On November 21, 2019, almost exactly 3 years after the initial launch, WXXM shifted to an adult hits format, still branded as "Rewind", and keeping a majority of the playlist, but taking a jockless approach and changing their slogan to "We Play Anything", a slogan common among adult hits stations. Unlike many Variety Hits stations that air an automated playlist 24/7, the station still airs a selection of syndicated shows on weekends. Absolutely 80s and Time Warp remain, and four airings of classic American Top 40 shows with Casey Kasem air each weekend.

==HD Radio==
For several years, WXXM carried "Pride Radio", iHeart Media's LGBT-oriented dance music format, on its HD2 subchannel (92.1-HD2). Pride Radio was dropped from WXXM-HD2 by the fall of 2015. Since then, WXXM-HD2 has featured, as has been iHeartMedia's practice with many of its terrestrial stations' HD subchannels in recent years, simulcasts of various iHeartRadio channels. The various iHeartRadio simulcasts on WXXM-HD2 have included the all-80s music channel "iHeart80s Radio"; a tribute channel dedicated to the music of Prince; and guest channels hosted by the likes of Foo Fighters (alternative rock), Jake Owen (contemporary country), and as of December 2018, Jim Brickman (Christmas music). In March 2019 WXXM HD2 was running IHearts80s radio.

In late November 2018, WXXM would add a third HD subchannel, carrying the "Breeze" format of soft adult contemporary music launched on several iHeart-owned HD stations across the country.

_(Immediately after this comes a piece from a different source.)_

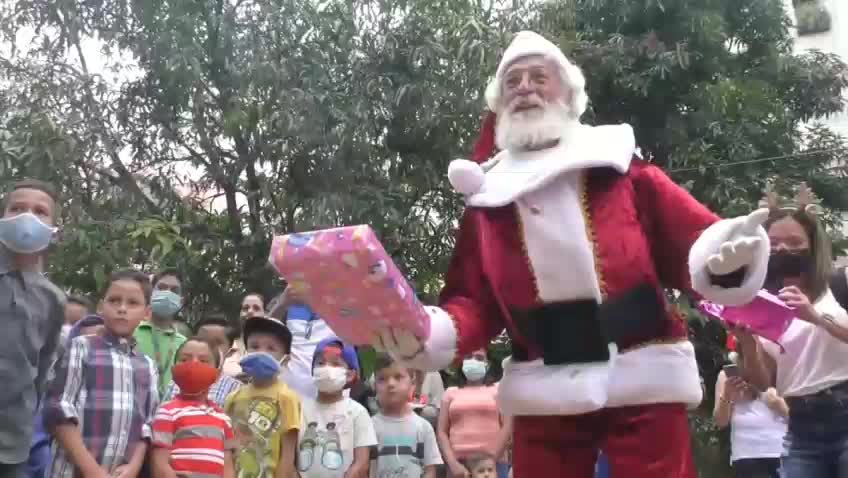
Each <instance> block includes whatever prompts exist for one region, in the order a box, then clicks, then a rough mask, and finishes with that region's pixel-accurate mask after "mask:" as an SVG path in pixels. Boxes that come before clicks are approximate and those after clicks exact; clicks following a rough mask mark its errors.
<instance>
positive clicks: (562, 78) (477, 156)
mask: <svg viewBox="0 0 848 478" xmlns="http://www.w3.org/2000/svg"><path fill="white" fill-rule="evenodd" d="M534 55H539V56H543V57H545V58H549V59H551V60H553V61H555V62H556V63H557V64H558V65H559V67H560V75H561V76H562V80H563V81H564V82H565V83H566V86H567V87H568V88H569V89H570V90H571V92H572V96H571V105H569V106H570V107H571V111H572V112H573V113H574V115H575V116H577V117H579V116H580V115H582V114H583V112H585V111H586V105H587V103H588V102H589V97H588V96H586V78H585V77H584V76H583V72H581V71H580V68H578V67H577V65H575V64H574V63H571V61H569V60H568V58H566V56H565V54H564V53H563V52H562V50H560V49H559V47H557V46H556V45H554V44H553V43H551V42H550V41H549V40H547V39H545V38H544V37H543V36H541V35H539V34H538V33H534V32H531V31H523V32H519V33H518V34H516V35H515V38H514V39H513V40H512V43H510V45H509V47H507V49H506V51H505V52H504V55H503V58H501V62H500V64H499V65H498V69H497V72H496V73H495V77H494V78H493V79H492V81H491V82H489V86H488V87H487V88H486V104H487V105H488V107H489V112H488V113H487V114H486V116H485V118H484V119H483V126H482V128H481V131H480V137H479V138H478V139H477V143H476V144H475V145H474V151H473V152H472V154H471V159H472V161H474V162H476V163H480V164H482V163H485V162H486V161H488V160H489V159H490V158H491V157H492V156H493V155H494V153H495V126H496V125H497V111H498V103H499V101H500V91H501V88H500V85H501V80H502V79H503V73H504V72H505V71H506V69H507V68H509V66H510V65H512V64H513V63H514V62H515V61H517V60H519V59H521V58H525V57H528V56H534Z"/></svg>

===HD simulcast in Milwaukee===
On December 15, 2011, WXXM received an additional outlet in the Milwaukee area, as Clear Channel imported WXXM's signal to air over the HD3 subchannel of urban-formatted WKKV-FM (100.7), a station licensed to Racine. The WKKV simulcast required listeners to have HD Radio equipment, or barring that, Clear Channel's iHeartRadio smartphone application. It was the first time a station with a full progressive talk format had been heard in the Milwaukee area, though Racine's WRJN (1400 AM) did carry some syndicated progressive hosts and had attracted a Milwaukee audience. The simulcast later moved to WKKV HD-2. After progressive talk was dropped by WXXM in November 2016, WKKV-HD2 would carry a simulcast of sister sports station WOKY. Around November 2018, WKKV-HD2 airs the same soft AC "Breeze" format found on WXXM-HD3.

===Current status===
As of April 2022, the HD2 and HD3 channels have since been turned off.